Corinth needed to repent of their ungodly attitudes.  This is dealt with in both 1 & 2 Corinthians. 

 III.                How is repentance demonstrated?

a.        Luke 15 – the Prodigal son, “came to himself” – he makes things right.

b.       David is another great example as we have mentioned. 

c.        2 Cor. 7:10-11 – the fruit of repentance.  Paul commends these brethren for taking care of their sins.  The sin is that recorded in 1 Corinthians 5.  2 Corinthians 1-2 addresses who they had repented.  In this text, Paul commends them for their taking care of it.  In so doing, he describes what is involved in TRUE repentance. 

                     i.      What diligence – this means to put forth great effort.  It means to leave no stone unturned in trying to make things right

                     ii.      What clearing of yourselves – it means doing everything you can to make yourself right with God and those you have sinned against.  Understand that if you have sinned you have to make it right with God!  We know what He demands!

                    iii.      What indignation – how much do we hate sin?  If you have been guilty of sin are you disgusted in yourself because of it?  (Applies to all sin as well)

                      iv.      What fear – a realization of what you face if you DON’T get it taken care of.  Are you willing to spend eternity in hell because you refuse to repent?

                       v.      What vehement desire – this is the craving to be right and do all you can to make it right.

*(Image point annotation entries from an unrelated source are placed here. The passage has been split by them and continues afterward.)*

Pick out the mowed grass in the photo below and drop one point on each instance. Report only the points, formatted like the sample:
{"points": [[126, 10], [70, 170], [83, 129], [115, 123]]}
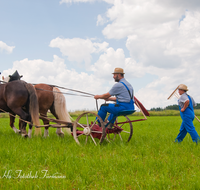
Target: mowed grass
{"points": [[151, 160]]}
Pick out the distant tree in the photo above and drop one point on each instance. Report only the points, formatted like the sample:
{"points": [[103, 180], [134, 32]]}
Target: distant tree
{"points": [[172, 107], [156, 109]]}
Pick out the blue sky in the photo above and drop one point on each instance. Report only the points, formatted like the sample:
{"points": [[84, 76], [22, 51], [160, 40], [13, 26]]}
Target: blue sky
{"points": [[78, 43]]}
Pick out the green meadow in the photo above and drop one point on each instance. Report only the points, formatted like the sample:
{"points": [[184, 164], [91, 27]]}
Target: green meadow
{"points": [[151, 160]]}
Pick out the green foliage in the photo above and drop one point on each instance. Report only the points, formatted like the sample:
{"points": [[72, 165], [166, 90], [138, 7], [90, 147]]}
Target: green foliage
{"points": [[151, 160]]}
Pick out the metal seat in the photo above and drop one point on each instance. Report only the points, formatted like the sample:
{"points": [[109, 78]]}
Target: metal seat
{"points": [[125, 112], [121, 113]]}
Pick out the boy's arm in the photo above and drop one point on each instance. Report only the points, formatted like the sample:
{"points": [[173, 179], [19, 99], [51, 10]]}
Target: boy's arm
{"points": [[186, 104]]}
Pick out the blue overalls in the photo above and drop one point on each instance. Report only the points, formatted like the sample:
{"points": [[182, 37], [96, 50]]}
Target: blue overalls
{"points": [[114, 109], [187, 124]]}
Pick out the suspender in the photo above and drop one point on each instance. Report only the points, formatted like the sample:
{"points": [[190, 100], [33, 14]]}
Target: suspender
{"points": [[128, 90]]}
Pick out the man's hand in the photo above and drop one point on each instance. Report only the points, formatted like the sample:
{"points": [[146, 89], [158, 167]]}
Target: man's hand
{"points": [[96, 97]]}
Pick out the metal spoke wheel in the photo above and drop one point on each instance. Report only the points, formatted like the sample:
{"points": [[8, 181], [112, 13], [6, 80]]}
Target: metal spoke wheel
{"points": [[122, 129], [87, 130]]}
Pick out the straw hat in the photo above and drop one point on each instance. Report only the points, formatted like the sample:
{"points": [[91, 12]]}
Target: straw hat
{"points": [[118, 70], [182, 87]]}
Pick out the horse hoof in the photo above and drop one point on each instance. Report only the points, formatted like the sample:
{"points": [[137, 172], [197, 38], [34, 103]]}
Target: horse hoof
{"points": [[24, 135], [60, 134]]}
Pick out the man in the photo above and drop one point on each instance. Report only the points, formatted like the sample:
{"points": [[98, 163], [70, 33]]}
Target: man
{"points": [[186, 104], [121, 92]]}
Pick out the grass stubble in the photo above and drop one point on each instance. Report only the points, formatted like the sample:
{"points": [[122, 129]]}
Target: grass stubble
{"points": [[151, 160]]}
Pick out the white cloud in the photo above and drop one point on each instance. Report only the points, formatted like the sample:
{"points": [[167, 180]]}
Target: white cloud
{"points": [[6, 48], [101, 20], [78, 49], [76, 1]]}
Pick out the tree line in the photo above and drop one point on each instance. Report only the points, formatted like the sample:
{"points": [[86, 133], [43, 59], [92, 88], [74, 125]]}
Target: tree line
{"points": [[172, 107]]}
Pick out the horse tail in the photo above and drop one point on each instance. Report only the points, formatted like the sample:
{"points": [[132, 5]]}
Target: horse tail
{"points": [[60, 107], [33, 107]]}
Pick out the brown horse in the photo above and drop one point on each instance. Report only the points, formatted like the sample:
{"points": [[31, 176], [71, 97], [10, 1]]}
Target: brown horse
{"points": [[50, 98], [20, 98]]}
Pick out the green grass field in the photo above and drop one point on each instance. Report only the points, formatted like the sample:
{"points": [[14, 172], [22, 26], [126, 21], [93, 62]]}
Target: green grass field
{"points": [[151, 160]]}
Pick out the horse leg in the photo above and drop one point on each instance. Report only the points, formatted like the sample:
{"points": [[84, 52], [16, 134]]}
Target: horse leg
{"points": [[59, 131], [24, 116], [12, 121], [30, 126], [45, 122]]}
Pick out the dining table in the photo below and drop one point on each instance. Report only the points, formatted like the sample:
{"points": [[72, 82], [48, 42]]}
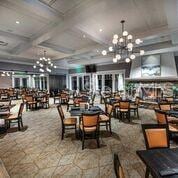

                    vi.      What zeal – the intense burning effort you put into making things right.

                    vii.      What vindication – like the clearing of yourselves it is doing everything to make it right, and to PROVE that you are a changed person. 

                   viii.       In all things you proved yourselves to be clear in this matter.”

                        ix.      NOTICE vs. 12.  Paul explains WHY he wrote these things.  It wasn’t just about how to repent but because he wanted them to know how much he cared and how important their relationship to one another was, and ESPECIALLY their relationship to God.

 There is so much more that can be said about repentance.  This lesson introduces what it is about.  We need to understand repentance as Christians.  It is imperative that we not only understand it but also that we do it when needed.  May we all see the importance of this conduct.